An Ayurvedic herbologist with a background in psychology, Batchelor was raised in Saudi Arabia where she learned first hand about the interplay between alcohol and community—her father was a bootlegger who made his own sidiki, a desert moonshine, in the family’s bathtub. “Every weekend the whole expat community on the compound would have these big gatherings centered around drinking because that’s all there was to do,” she says. Not a teetotaler herself, Batchelor, and the concept behind Kin, is more about challenging and disrupting alcohol’s role in social interaction, intimacy, and friendship than promoting straight-up sobriety. “What we are really saying when we say ‘Hey, want to grab a drink?’ is ‘I want to clock off and catch up with you,’ ” says Batchelor. “This is not about replacing alcohol, it’s about giving people more time to fill their life with meaningful things.”

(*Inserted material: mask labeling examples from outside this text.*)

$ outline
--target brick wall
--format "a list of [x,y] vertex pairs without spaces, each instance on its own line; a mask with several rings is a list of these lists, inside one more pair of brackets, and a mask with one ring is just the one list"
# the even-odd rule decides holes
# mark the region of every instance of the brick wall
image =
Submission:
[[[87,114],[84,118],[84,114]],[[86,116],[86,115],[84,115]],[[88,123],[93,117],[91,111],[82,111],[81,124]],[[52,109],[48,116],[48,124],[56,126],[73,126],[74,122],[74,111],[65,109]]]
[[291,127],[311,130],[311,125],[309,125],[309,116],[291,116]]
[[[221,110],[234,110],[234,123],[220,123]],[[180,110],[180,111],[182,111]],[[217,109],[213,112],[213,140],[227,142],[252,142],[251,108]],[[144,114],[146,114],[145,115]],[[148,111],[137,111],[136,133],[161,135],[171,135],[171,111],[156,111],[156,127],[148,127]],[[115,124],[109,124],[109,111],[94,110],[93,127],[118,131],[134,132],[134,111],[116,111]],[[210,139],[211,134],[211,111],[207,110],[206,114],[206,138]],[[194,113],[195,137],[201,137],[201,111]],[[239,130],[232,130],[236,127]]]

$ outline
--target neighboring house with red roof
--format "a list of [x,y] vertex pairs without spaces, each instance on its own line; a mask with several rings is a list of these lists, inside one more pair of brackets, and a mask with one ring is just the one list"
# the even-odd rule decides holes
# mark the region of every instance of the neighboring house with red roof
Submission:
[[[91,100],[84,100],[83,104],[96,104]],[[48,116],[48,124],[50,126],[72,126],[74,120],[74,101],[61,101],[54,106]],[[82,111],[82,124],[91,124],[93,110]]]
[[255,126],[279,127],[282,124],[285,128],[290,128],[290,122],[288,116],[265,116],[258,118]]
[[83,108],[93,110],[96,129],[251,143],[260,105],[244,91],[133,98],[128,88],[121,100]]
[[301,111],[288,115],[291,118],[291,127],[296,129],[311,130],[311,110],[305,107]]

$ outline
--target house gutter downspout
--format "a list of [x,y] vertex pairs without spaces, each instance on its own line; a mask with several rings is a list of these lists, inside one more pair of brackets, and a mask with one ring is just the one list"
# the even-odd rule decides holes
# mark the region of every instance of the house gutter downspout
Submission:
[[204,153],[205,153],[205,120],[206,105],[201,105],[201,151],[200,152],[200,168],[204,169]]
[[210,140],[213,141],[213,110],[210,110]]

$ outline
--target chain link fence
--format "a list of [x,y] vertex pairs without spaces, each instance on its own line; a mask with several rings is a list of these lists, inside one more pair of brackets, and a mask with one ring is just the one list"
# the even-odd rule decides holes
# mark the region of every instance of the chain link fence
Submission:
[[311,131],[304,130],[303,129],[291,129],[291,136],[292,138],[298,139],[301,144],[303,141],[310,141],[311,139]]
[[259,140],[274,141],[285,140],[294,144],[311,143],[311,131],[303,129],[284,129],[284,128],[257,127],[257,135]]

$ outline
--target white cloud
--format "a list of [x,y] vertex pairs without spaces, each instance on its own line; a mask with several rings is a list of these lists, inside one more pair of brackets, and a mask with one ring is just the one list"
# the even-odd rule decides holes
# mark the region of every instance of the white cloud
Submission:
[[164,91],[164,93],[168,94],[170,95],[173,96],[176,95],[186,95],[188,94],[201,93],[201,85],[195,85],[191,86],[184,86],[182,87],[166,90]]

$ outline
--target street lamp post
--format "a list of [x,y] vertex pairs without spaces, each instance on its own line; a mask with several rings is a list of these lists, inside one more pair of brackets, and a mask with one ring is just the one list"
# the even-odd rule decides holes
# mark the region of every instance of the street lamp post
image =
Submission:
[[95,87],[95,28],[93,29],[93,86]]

The idea for Kin House came about when customers began to ask Batchelor if she was planning to open a Euphorics-focused bar. While she was too busy working on the brand to take on a project of that scope, she did like the idea of creating a gathering place where this alt-socializing could happen. “A community space where we could host events and introduce people to Kin,” she says. Located in a classic Spanish-style bungalow, the result is a SoCal meet ’30s Miami Art Deco mash-up where pieces such as Ben Medansky’s totemic sculpture Stacks (from the recent Frieze Art Fair in Los Angeles) and Bradley Duncan’s rose quartz stone circle sit alongside a mid-century lucite bar and stool set and a seashell-shaped sectional sofa. “I wanted it to hark back to a more glamorous, sensual, and slower time,” she says.
When it comes to her personal style, Batchelor also wanted to disrupt the prevailing perception of wellness and temperance, forgoing white yogi-style robes for lots of color. “I’m big on color therapy in dressing,” she says. “If I’m going to a meeting I don’t wear red because I don’t want to inflame the other person. Blue is very calming and I like to wear this Badlands pink color that we’ve used throughout the house.”
“Construction and fabrics really matters to me and I want to feel elegant,” Batchelor says of her love of the vintage pieces and cowboy boots which she picks up on her travels and at vintage clothing fairs like A Current Affair. “There’s something so glamorous about pieces from the ’50s and ’60s because they feel like they were made just for the wearer.” For everyday errands, however, she largely sticks to a uniform of vintage jeans and tops with a pair of Sabah Baba slippers and hats made by her friend and milliner Teressa Foglia and a vintage robe or coat thrown over top.